In a real scenario, there are much more different balances in the
fields "checking account" or "saving account" than shown in the following
table:
Table 1. The most inflexible table layout - advanced| Group ID |
checking account |
saving account |
credit card |
loan |
custody account |
| Smith |
122.76 |
25,183.15 |
1 |
- |
- |
| Jackson |
-3,000 |
- |
5 |
long term |
high activity |
| Douglas |
11,877.43 |
- |
- |
- |
low activity |
The probability that two customers have the same balance is rather
low. Therefore an Associations mining run or a Sequence Rules mining
run on these numeric fields might be useless because the balance is
part of the item name. Almost each customer generates his own items.
To circumvent the problem of numeric fields, the Intelligent Miner® provides a discretization mechanism for numeric fields.
By default, if a numeric field contains more than 100 different values,
the value range is divided in buckets. If a discretization of a numeric
field occurs, the resultant item names might look like these:
- The most left interval
- [field name < boundary {=1(5)}]
- The intervals in the middle
- [field name >= lowerBoundary AND < upperBoundary
{=2(5)}]
- The most right interval
- [field name >= boundary {=5(5)}]
For example, if there is a table with more than 100 different
balances in the field
'checking account', the following
items might result from the field
'checking account':
[checking account <-5000 {=1(5)}]
[checking account >=-5000 AND <0 {=2(5)}]

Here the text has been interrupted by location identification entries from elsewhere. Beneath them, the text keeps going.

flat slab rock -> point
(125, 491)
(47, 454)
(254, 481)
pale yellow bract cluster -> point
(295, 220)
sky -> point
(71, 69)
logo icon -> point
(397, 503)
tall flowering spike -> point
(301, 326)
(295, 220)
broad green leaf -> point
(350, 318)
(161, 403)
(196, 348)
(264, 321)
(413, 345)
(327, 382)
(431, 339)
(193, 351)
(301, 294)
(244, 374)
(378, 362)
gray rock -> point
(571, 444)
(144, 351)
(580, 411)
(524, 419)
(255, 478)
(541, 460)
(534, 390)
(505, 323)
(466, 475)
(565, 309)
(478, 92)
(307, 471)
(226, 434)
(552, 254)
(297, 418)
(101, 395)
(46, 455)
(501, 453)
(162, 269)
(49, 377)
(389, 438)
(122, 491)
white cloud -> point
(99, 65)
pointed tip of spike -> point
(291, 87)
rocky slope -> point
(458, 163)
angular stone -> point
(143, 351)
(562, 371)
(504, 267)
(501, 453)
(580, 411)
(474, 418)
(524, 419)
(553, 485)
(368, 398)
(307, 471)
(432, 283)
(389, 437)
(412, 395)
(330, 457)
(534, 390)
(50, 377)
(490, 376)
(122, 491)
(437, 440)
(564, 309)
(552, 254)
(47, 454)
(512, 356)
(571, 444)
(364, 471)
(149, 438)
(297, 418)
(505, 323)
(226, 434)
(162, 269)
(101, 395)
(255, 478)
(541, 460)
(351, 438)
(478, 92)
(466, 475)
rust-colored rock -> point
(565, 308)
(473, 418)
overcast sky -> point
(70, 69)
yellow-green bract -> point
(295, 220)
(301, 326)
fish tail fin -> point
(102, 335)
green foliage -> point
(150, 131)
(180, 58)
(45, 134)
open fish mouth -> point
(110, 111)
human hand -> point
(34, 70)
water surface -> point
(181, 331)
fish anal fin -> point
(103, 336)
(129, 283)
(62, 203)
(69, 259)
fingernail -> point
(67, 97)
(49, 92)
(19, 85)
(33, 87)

[checking account >=0 AND <5000 {=3(5)}]
[checking account >=5000 AND <10000 {=4(5)}]
[checking account >=10000 AND <15000 {=5(5)}]
Note: - The following operators are preceded by blanks:
- 'AND' is language-independent
- The number format of the boundary values is language-independent.

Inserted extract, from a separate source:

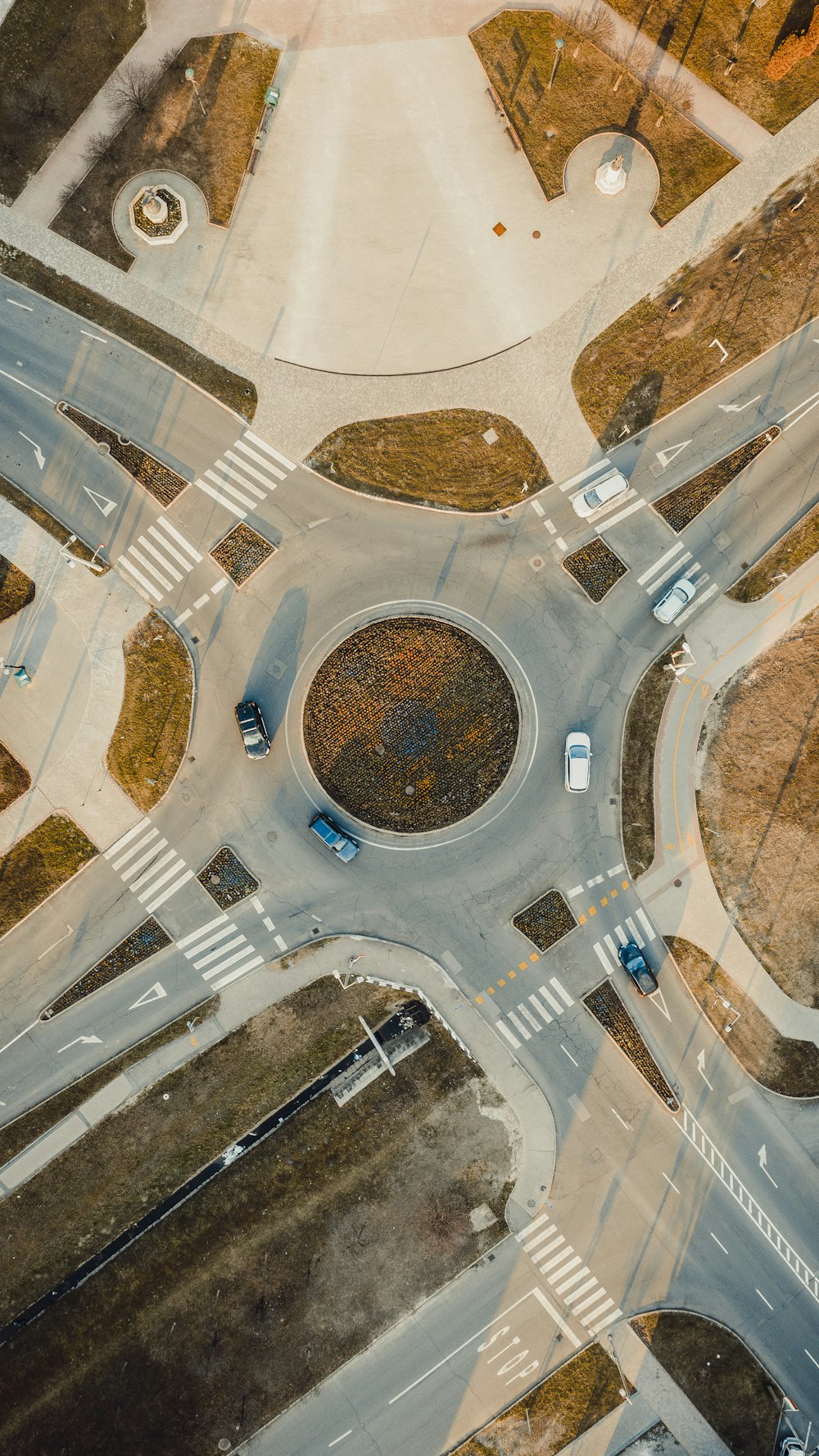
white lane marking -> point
(658, 565)
(188, 940)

The decimal separator is a dot, for example: '122.76'
- Discretization into 5 bins based on mean values and standard-deviation
values
By default, numeric item fields of type floating point or integer
that contain more than 100 different values are binned into 5 bins.
The bin boundaries are determined like this:
- Up to 10000 training data records are read. These training data
records provide 10000 numeric values of the item field to be binned.
- From these 10000 values, mean values (m) and
standard-deviation values (s) are calculated. The
mean values and the standard-deviation values are rounded to avoid
too many trailing digits. For example, a value of 71.64198 might be
rounded to 71.6.
- Based on the rounded values, the following bins are created:
- ( -∞, m-3s/2 (
- The value is very low below the average value.
- ( m-3s/2, m-s/2 (
- The value is below the average value.
- ( m-s/2, m+s/2 (
- The value is close to the average value.
- ( m+s/2, m+3s/2 (
- The value is above the average value.
- ( m+3s/2, +∞ (
- The value is high above the average value.
- Customizing the default discretization mode
You can change the default binning method like this:
- You can change the default number of records to be read for the
determination of the mean value and the standard-deviation value by
using the parameter <NumSampleRecordsForBins> in
the method DM_setAlgorithm.
For example, the
following command increases the number of records to be read for calculating
the mean value and the standard-deviation value for the default algorithm SIDE to
20000:
DM_RuleSettings..DM_setAlgorithm
('SIDE','<NumSampleRecordsForBins>20000</NumSampleRecordsForBins>')
- You can change the default number of bins for all numeric
fields by using the parameter <NumBins> in
the method DM_setAlgorithm.
For example, the following
command increases the default number of bins for the default algorithm SIDE to
12 and the number of records to be read to 20000:
DM_RuleSettings..DM_setAlgorithm
('SIDE','<NumBins>12</NumBins>
<NumSampleRecordsForBins>20000</NumSampleRecordsForBins>')
- You can change the number of bins for single item fields by using
the method DM_setFldNumBins.
For example, the
following command increases the number of bins for the field INCOME to
20:
DM_LogicalDataSpec..DM_setFldNumBins('INCOME',20)
Depending on the actual number
N of bins
that is specified for a given item field, the bin widths and the bin
boundaries are adjusted like this:
- If N < 8
- Bin width = standard deviation. Bins are symmetrically centered
around mean
- If 7 < N < 15
- Bin width = standard deviation/2. Bins are symmetrically centered
around mean.
- If N > 14
- Bin width = standard deviation/4. Bins are symmetrically centered
around mean.
- Discretizing into equidistant bins
- You can specify a lower boundary value and an upper boundary value
for equidistant bins by using the command DM_setFldOutlLim.
For
example, if you want to define equidistant bins for the field INCOME between
the lower boundary value 10000 and the upper boundary value 70000,
you can use the following command:
DM_LogicalDataSpec..DM_setFldOutlLim
('INCOME',10000,70000)
The command above creates
5 bins. There are 2 outlier bins and 3 equidistant bins between 10000
and 70000:
- <10000 (outlier bin)
- (10000, 30000(
- (30000, 50000(
- (50000, 70000(
- ≥70000 (outlier bin)
- You can combine the commands DM_setFldOutlLim and DM_setFldNumBins to
modify the number of equidistant bins.
For example, the following
commands create 6 equidistant bins of width 10000 between 10000 and
70000 plus two outlier bins for the field INCOME:
DM_LogicalDataSpec..DM_setFldOutlLim('INCOME',10000,70000)
DM_LogicalDataSpec..DM_setFldNumBins('INCOME',8)
- Changing the threshold for discretization
- By default, the discretization of numeric fields starts if a numeric
field includes more than 100 different values. You can change this
value by using the power option parameter -MAX_DISCR_COUNT.
For
example, if you use the following command, the discretization of the
numeric fields starts if more than 20 different values are found:
DM_RuleSettings..DM_setPowerOptions('-MAX_DISCR_COUNT 20')